Wur doomed!
What do you and the others think of the distilled R1 models for writing?
The llama3 / qwen models SFT'd on R1 outputs? I only tried 2 of them.
R1 Qwen (32b) - Lacks knowledge of fiction (same as the official Qwen release), so it's writing is no better.
R1 Llama3 - This is generally the worst of them (not just for writing). It'll generate the CoT and then write something completely different.
CoT traces won't let the model do anything out of distribution, so not very useful if the base model doesn't have a lot in it's training data.
Yeah, I have tried the same two and felt the same way.
I also felt that any attempt to add an R1 distill to the merge recipe of an existing merge project made it worse...so far...
@gghfez @BigHuggyD that has been my experience as well, which is a shame as I had a go of R1 on Openrouter and I was blown away.
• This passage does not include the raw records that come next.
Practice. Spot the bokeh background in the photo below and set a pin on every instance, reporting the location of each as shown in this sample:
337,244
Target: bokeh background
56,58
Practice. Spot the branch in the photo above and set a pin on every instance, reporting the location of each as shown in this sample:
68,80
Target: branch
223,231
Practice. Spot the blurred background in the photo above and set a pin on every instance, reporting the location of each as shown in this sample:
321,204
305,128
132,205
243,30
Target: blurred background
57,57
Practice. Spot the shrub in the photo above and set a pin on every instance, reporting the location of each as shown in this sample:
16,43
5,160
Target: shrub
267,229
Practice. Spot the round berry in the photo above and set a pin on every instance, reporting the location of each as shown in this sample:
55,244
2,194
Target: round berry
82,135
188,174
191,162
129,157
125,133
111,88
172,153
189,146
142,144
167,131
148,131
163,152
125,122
What model is anywhere close that is usable on a 24gb vram machine with 32gb of ram in your experience?
There's nothing like it for now. I'm running R1 slowly on my ThreadRipper:
prompt eval time = 14026.61 ms / 918 tokens ( 15.28 ms per token, 65.45 tokens per second)
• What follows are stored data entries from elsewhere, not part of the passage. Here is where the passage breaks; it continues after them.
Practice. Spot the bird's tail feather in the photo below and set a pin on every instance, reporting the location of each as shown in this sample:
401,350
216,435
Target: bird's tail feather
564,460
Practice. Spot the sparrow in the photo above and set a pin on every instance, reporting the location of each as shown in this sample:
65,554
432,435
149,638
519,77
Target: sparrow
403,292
eval time = 398806.12 ms / 1807 tokens ( 220.70 ms per token, 4.53 tokens per second)
total time = 412832.73 ms / 2725 tokens
I tried training Wizard2 8x22b MoE on R1 data, but it doesn't really work well. It will plan ahead in think tags eg:
I need to ensure the story maintains its gritty, realistic tone without becoming overly melodramatic. The characters' growth should be subtle but significant. Also, the ending should leave a sense of hope but not be too neat—their redemption is fragile, and the future is uncertain.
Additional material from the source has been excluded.